ULTIMO AGGIORNAMENTO 16:13
Caroline Criado-Perez con alcuni parlamentari (Chris Ratcliffe - Pool/Getty Images)

Nei giorni scorsi era riuscita a vincere la sua battaglia per sostituire sulla banconota da dieci sterline l’effige di Darwin con quella della scrittrice Jane Austen; per questo motivo Caroline Criado-Perez, attivista per i diritti delle donne nel Regno Unito, è stata oggetto di violente minacce di morte su Internet, tant’è che la polizia ha anche arrestato un ragazzo di 21 anni.

L’arresto però non ha placato le polemiche e l’esponente laburista Yvette Cooper ha messo sotto accusa il popolare social network Twitter, parlando di risposte inadeguate agli “inaccettabili e vergognosi” commenti. Tony Wang, il manager di Twitter UK, ha replicato sostenendo che il social network prende molto seriamente in considerazione gli abusi, invitando pertanto le persone a segnalare qualsiasi violazione delle regole.
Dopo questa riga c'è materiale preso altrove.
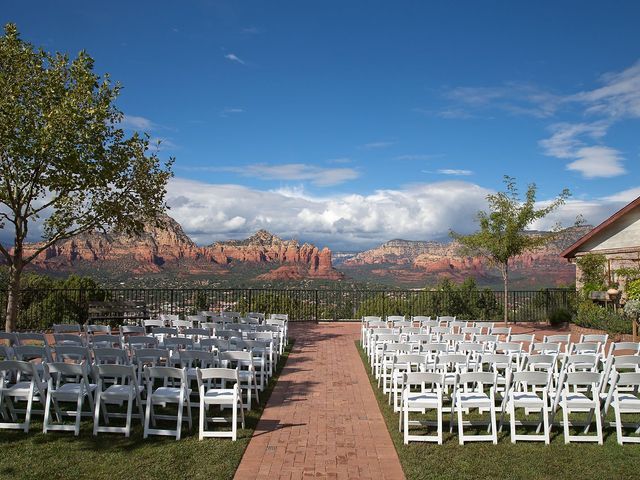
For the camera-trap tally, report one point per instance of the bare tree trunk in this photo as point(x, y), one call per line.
point(13, 298)
point(505, 279)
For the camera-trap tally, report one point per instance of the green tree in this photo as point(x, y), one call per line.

La Cooper ha controreplicato: “Nonosante la gravità di queste minacce, le risposte ufficiali del social network continuano a essere molto deboli. E non solo nel caso di Caroline, ma per molte altre donne. Ma anche i social media hanno una responsabilità in particolare quella di non tollerare questo genere di abusi, visto che riguardano minacce di stupro e altri comportamenti potenzialmente criminali”.

Da parte sua, Caroline Criado-Perez ha fatto sapere di voler lanciare una campagna per promuovere la tutela dalle minacce su Twitter e ha osservato: “Non ho mai visto un’aggressione così intensa. E’ davvero intollerabile che il prezzo da pagare per la difesa delle donne siano 24 ore di minacce di stupro”. A prendere le difese del social network, ancora una volta, Wang: “Noi incoraggiamo i nostri utenti a segnalare qualsiasi violazione. E stiamo testando metodi per semplificare la procedura. Per esempio con un tweet, utilizzando un pulsante già disponibile nella nostra applicazione per Iphone e mobile. Sospenderemo gli account di cui sarà riscontrata la violazione delle nostre regole”.